2015-03-26 Thread J David
On Mon, Mar 16, 2015 at 7:52 PM, J David j.david.li...@gmail.com wrote:
 On Mon, Mar 16, 2015 at 7:24 PM, Konstantin Belousov
 kostik...@gmail.com wrote:
 There are a lot of possibilities to create persistent anonymous shared
 memory objects.  Not complete list is tmpfs mounts, swap-backed md disks,
 sysv shared memory, possibly posix shared memory (I do not remember which
 implementation is used in stable/9).

 If that's the explanation, how could it be
 detected/measured/investigated/resolved/prevented?

 Under ordinary circumstances, machines will go run like this for days/weeks:

 Mem: 549M Active, 3623M Inact, 567M Wired, 3484K Cache, 827M Buf, 3156M Free
 Swap: 1024M Total, 1024M Free

 Then, when this happens, it rapidly degrades from that to so bad that
 processes start getting killed for being out of swap space.

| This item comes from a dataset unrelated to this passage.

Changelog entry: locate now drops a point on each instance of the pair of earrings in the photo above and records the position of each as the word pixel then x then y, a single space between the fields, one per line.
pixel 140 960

These FreeBSD machines running out of swap space and dying continues
to be a daily problem causing outages and unscheduled reboots.  Is
there really no way to even research what might be causing the
problem?

(Widening the cross-posting in the hopes of eliciting more help, so
the brief summary of the problem orginally posted to freebsd-stable is
that an unknown actor consumes all the user-space memory in the
system, including swap space, to the point where processes are killed
for being out of swap space, but if every process on the machine is
stopped, very little of the user-space memory in use is freed.
Original message with more details is here:
https://lists.freebsd.org/pipermail/freebsd-stable/2015-March/081986.html
.)

There are no tmpfs mounts or md disks, so it would have to be one of
the other causes.  How can FreeBSD's use of persistent, anonymous
shared memory objects be investigated, measured, or controlled so we
can get a handle on this issue?

Thanks!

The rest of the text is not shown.